X_test_trans = pre.transform(X_test)
res = permutation_importance(best.named_steps['clf'], X_test_trans, y_test, n_repeats=10, random_state=42, n_jobs=-1)
imp_df = pd.DataFrame({'feature': feature_names, 'importance': res.importances_mean}).sort_values('importance', ascending=False).head(20)

plt.figure(figsize=(8,5)); sns.barplot(data=imp_df, x='importance', y='feature', palette='viridis'); plt.title('Permutation importance'); plt.show()

In [None]:
# SHAP explainability (TreeExplainer for tree-based model)
import shap

# Use a small sample for plotting speed
X_sample = X_train.sample(200, random_state=42)
X_sample_trans = pre.transform(X_sample)
explainer = shap.TreeExplainer(best.named_steps['clf'])
shap_values = explainer.shap_values(X_sample_trans)
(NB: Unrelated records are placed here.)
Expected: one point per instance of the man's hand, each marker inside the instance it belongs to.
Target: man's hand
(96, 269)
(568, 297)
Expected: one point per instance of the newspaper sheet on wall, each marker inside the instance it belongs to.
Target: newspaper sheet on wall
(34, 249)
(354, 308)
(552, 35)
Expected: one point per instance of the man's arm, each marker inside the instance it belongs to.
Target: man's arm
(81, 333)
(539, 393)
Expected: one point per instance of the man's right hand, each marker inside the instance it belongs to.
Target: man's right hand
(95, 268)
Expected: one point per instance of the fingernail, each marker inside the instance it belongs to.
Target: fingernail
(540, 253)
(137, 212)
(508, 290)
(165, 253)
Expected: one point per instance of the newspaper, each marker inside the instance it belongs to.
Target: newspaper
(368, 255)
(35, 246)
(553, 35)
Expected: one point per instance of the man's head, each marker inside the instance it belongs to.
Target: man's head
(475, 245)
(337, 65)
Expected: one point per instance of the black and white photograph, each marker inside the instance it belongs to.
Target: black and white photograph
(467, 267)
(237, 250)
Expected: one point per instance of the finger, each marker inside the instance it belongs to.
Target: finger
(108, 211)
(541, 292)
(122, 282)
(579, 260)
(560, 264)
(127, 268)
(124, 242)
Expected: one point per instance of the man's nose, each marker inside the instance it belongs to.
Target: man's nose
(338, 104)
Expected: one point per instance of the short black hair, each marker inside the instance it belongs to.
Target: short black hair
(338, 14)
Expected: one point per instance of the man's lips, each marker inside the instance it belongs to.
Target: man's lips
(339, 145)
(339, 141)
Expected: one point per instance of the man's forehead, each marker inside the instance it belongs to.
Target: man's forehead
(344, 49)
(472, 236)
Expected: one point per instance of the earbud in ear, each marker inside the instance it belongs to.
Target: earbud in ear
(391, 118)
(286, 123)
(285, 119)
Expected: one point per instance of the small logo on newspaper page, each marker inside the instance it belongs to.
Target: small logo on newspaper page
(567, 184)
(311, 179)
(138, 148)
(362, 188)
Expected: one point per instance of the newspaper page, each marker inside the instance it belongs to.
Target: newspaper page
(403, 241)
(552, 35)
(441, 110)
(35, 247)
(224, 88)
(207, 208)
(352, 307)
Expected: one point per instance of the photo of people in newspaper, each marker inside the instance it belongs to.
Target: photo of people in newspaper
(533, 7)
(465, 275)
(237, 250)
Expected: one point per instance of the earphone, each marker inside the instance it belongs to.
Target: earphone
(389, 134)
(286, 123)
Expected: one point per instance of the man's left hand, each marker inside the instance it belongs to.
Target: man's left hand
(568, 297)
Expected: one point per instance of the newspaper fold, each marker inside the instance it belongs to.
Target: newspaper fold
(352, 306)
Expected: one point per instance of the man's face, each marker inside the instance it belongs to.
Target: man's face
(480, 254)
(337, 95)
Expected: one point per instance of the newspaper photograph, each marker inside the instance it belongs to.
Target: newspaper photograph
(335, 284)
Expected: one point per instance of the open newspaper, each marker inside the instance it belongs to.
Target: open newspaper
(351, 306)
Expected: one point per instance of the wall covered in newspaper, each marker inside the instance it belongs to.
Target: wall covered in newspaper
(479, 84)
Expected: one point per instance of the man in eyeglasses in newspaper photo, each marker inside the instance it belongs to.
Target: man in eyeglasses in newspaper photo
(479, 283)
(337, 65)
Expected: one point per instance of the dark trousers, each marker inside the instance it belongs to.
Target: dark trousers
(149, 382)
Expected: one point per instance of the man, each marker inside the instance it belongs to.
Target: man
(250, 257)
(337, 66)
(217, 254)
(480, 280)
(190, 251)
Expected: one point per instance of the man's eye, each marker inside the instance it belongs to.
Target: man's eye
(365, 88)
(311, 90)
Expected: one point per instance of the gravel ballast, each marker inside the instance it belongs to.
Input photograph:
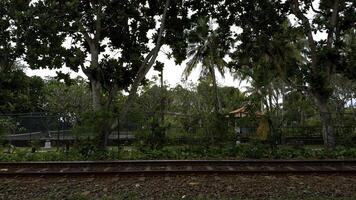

# For binary classification shap_values is a list; show for class 1
shap.summary_plot(shap_values[1], X_sample_trans, feature_names=feature_names, show=True)

In [None]:
# LIME explanation example
from lime.lime_tabular import LimeTabularExplainer

# LIME expects raw training data (numpy) and a predict_proba function
X_train_for_lime = X_train.copy()
explainer = LimeTabularExplainer(X_train_for_lime.values, feature_names=X_train_for_lime.columns.tolist(), class_names=['died','survived'], discretize_continuous=True, random_state=42)

instance = X_test.iloc[7]
exp = explainer.explain_instance(instance.values, best.predict_proba, num_features=6)
exp.show_in_notebook(show_table=True)

## Summary & next steps

- We replaced the synthetic demo with the actual Titanic dataset and added realistic EDA, feature engineering, cross-validation, and hyperparameter tuning.
- We used SHAP and LIME to provide model explanations (global and local).

Next steps (optional): try a gradient-boosted model (XGBoost / LightGBM), add calibration, and push a Binder/Colab-friendly environment file (`environment.yml`) to ensure reproducible hosted runs.